Mom said Ginger was creative and talented with a bright future ahead.
But at just 14-years-old her life was cut short late last year from a fentanyl overdose on the Big Island.
And now Kym is pleading for more mental health services in the islands.
“It’s a societal problem that we can’t run away from,” she said.
Kym said her daughter was waiting three months for a doctor’s appointment after suffering from mental health issues.
“Three months later, she’s dead. There’s something wrong with that,” she said. “We’ve got to give people mental health care. It’s got to be affordable.
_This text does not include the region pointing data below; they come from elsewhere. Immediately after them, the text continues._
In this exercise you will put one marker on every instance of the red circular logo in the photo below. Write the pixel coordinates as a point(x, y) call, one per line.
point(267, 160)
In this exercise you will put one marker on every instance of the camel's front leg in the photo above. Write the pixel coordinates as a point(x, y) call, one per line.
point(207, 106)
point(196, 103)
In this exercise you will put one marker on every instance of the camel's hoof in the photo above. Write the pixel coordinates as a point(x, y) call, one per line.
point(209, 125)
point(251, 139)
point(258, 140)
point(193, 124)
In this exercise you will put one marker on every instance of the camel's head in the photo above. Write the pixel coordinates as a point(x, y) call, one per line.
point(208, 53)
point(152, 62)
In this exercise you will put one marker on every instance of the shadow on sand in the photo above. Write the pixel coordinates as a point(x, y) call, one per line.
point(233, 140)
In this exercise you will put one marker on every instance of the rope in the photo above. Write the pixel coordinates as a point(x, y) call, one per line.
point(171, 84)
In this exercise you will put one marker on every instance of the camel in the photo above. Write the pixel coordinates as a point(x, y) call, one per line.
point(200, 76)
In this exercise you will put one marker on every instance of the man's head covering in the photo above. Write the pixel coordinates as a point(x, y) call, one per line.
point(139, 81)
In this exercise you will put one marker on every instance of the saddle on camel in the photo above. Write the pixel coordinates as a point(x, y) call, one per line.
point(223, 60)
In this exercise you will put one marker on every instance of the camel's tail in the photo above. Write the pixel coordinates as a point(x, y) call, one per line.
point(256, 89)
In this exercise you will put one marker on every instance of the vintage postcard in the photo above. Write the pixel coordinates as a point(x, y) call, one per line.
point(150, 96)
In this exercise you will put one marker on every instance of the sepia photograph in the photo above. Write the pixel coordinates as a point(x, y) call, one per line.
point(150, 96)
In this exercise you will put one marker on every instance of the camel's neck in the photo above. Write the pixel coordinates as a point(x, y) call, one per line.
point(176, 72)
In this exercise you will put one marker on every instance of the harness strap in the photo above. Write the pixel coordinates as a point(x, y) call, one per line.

It’s got to be accessible.”
Drug-related deaths jumped to 320 last year, up from 305 the year before, according to the latest statewide data from the Hawaii High Intensity Drug Trafficking Area.
Drug enforcement agencies said mental anxiety and stress are big reasons for the increase in drug use.
“Our children had been under a lot of stress and from this stress there’s going to be trauma and trauma leads to drugs,” said Gary Yabuta, director of the Hawaii High Intensity Drug Trafficking Area.
Methamphetamine is still the greatest threat, but fentanyl is on the rise.
And people are mixing the drugs with other illegal substances, creating an even more lethal combination.
“This is what we’re seeing — the persons that are dying in our streets are using more than one drug that’s succumbing to their death,” he added.
Drug enforcement officials said increased drug use won’t stop anytime soon.
And that it’s up to all of us to drive home the message about just how dangerous illegal drugs are.